Academic hospitals see more MRSA infections

Infections caused by methicillin-resistant Staphylococcus aureus (MRSA) doubled at academic hospitals in five years, contrary to data from the Centers for Disease Control and Prevention that said MRSA cases at hospitals were declining.

Hospital admissions for any MRSA infection went from about 21 out of every 1,000 hospitalized patients in 2003 to about 42 out of every 1,000 in 2008, or roughly 1 in 20 inpatients, according to a study in the August issue of Infection Control and Hospital Epidemiology.

"The rapid increase means that the number of people hospitalized with recorded MRSA infections exceeded the number hospitalized with AIDS and influenza combined in each of the last three years of the survey," study author Michael David, M.D., Ph.D., an assistant professor of medicine at the University of Chicago, said in a research announcement earlier this month.

While the CDC study only looked at invasive MRSA, researchers from the University of Chicago Medicine and the University HealthSystem Consortium also included noninvasive community-associated MRSA, which is contracted outside of a healthcare setting.
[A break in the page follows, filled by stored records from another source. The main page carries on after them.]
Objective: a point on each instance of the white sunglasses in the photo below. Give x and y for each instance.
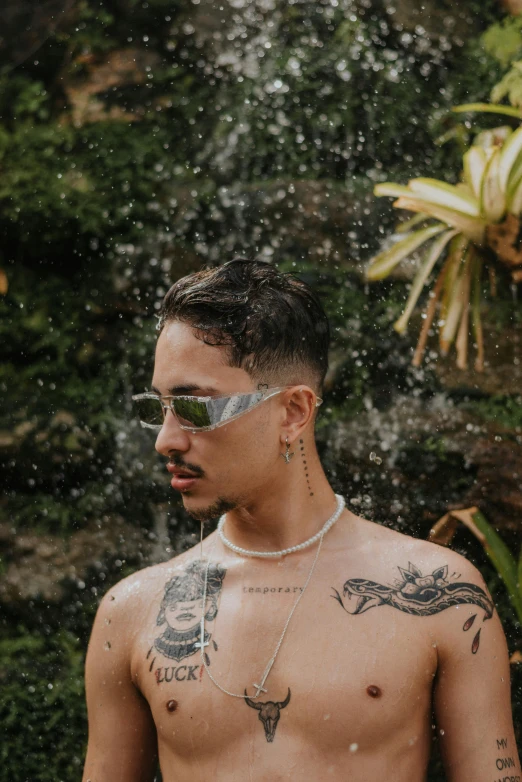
(200, 413)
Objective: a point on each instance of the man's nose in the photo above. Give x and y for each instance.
(171, 436)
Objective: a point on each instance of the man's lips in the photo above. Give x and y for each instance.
(180, 472)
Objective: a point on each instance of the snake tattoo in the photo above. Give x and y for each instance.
(416, 594)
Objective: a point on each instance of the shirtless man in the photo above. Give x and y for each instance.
(387, 630)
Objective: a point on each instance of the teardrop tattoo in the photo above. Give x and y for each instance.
(303, 456)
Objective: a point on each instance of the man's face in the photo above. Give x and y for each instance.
(235, 462)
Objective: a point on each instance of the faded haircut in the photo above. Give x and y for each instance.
(271, 323)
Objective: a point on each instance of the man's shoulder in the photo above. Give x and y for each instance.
(136, 589)
(398, 550)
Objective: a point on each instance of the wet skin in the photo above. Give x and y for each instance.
(389, 629)
(362, 684)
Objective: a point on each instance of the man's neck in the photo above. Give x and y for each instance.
(281, 519)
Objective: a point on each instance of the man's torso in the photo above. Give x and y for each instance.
(349, 695)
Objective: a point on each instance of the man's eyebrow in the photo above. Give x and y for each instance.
(189, 389)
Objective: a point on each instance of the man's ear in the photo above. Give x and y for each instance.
(300, 404)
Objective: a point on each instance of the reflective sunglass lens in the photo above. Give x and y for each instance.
(191, 412)
(150, 411)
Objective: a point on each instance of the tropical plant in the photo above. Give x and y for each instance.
(471, 226)
(508, 568)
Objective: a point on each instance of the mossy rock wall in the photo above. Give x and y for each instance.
(141, 141)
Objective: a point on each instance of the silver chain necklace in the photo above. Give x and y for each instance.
(261, 686)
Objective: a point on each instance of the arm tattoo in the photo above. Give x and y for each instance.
(416, 594)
In fact, they credit community-associated MRSA infections with much of the increase.

The study also revealed that hospitals often underreport MRSA cases in billing codes submitted to insurers. For instance, hospitals that have a limited number of billing codes for each patient may end up omitting a MRSA code if it was not one of the primary diagnoses, according the announcement.

Given that MRSA infections are on the rise, academic medical centers should consider board-certified infection prevention programs. A study published in the March American Journal of Infection Control found that hospitals with a board-certified professional have significantly lower rates of MRSA bloodstream infections than those that don't.